How Corrupt Prosecutors Get Away With Sending Innocent People to Jail



Prosecutors are arguably the most powerful figures in the American criminal justice system, a system that is not equipped or willing to punish their crimes.
By Phillip Smith


Prosecutors are arguably the most powerful figures in the American criminal justice system. They decide which charges to bring, what plea bargains to offer, and what sentences to request. Given their role in the system and the broad powers they exercise, it is critical that they discharge those duties responsibly and ethically.

But according to attorneys and criminal justice reform advocates, prosecutors across the country are misbehaving -- and getting away with it. While the most common forms of prosecutorial misconduct are hiding exculpatory evidence and engaging in improper examination and argumentation, another form of intentional misconduct is the knowing use of false testimony to win convictions.

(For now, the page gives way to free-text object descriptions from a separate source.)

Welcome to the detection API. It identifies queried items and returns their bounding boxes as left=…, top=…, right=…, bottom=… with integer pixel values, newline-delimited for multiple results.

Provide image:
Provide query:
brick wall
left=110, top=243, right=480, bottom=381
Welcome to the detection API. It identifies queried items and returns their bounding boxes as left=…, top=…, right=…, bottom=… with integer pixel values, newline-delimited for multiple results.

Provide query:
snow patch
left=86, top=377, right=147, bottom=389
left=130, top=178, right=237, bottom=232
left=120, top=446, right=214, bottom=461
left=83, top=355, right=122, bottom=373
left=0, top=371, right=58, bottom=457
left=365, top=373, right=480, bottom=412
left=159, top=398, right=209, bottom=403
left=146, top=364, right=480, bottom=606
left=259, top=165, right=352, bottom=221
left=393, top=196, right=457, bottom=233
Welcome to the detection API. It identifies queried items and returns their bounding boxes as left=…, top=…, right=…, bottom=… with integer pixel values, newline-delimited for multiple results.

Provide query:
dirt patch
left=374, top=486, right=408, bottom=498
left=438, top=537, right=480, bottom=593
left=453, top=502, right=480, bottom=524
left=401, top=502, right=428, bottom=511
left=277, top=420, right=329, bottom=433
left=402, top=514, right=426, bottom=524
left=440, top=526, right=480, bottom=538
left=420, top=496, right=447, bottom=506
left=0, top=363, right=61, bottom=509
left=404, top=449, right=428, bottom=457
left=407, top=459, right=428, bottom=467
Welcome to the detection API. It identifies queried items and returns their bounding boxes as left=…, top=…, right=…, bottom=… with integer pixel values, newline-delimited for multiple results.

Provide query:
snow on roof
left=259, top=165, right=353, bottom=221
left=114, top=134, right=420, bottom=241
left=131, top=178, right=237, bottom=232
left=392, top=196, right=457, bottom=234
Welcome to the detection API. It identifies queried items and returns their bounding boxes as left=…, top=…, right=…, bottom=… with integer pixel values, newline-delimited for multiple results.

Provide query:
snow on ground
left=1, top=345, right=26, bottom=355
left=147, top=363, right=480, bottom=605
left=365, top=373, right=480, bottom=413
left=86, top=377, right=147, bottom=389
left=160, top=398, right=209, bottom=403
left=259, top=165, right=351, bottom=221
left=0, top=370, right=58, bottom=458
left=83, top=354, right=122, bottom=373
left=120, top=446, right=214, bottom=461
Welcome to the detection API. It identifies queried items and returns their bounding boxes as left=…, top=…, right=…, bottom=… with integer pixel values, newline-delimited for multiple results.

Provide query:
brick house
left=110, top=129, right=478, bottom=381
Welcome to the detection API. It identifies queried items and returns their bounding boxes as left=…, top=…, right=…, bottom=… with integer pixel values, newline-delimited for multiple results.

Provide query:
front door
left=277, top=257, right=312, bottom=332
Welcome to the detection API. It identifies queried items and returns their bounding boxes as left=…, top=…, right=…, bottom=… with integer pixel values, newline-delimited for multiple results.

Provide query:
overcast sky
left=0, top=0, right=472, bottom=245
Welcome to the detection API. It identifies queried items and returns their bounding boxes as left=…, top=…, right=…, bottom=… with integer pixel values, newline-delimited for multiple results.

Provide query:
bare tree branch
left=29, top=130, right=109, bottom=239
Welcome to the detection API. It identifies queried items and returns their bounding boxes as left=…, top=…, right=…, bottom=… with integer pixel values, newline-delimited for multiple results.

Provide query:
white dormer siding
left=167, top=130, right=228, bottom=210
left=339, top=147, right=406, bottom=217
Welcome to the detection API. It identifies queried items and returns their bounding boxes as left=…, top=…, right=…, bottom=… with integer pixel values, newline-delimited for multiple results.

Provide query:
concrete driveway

"Perjury can easily undermine a defendant's right to a fair trial," said Chicago criminal defense attorney Leonard Goodman.

He ought to know.

In 2009, Goodman represented Brian Wilbourn in a federal narcotics case in which prosecutors knowingly allowed an informant to testify that Wilbourn sold crack cocaine out of a penthouse apartment over a three-year period when he was in fact nowhere near the scene at any time.

"Mr. Wilbourn was safely locked away in prison when the informant testified that Wilbourn was selling drugs at the penthouse between 2002 and 2005," Goodman explained.

The US 7th District Court of Appeals overturned Wilbourn's conviction because of the perjured testimony.

"When the government obtains a conviction through the knowing use of false testimony, it violates a defendant's due process rights," wrote Judge Daniel Manion as he ordered the reversal.

And when a prosecutor knowingly allows perjured testimony to be heard, that's prosecutorial misconduct. In the Wilbourn case, Assistant US Attorney Rachel Cannon knew that her informant's testimony was false -- because Goodman told her so before the trial -- yet she has not been sanctioned in any way. That's not unusual.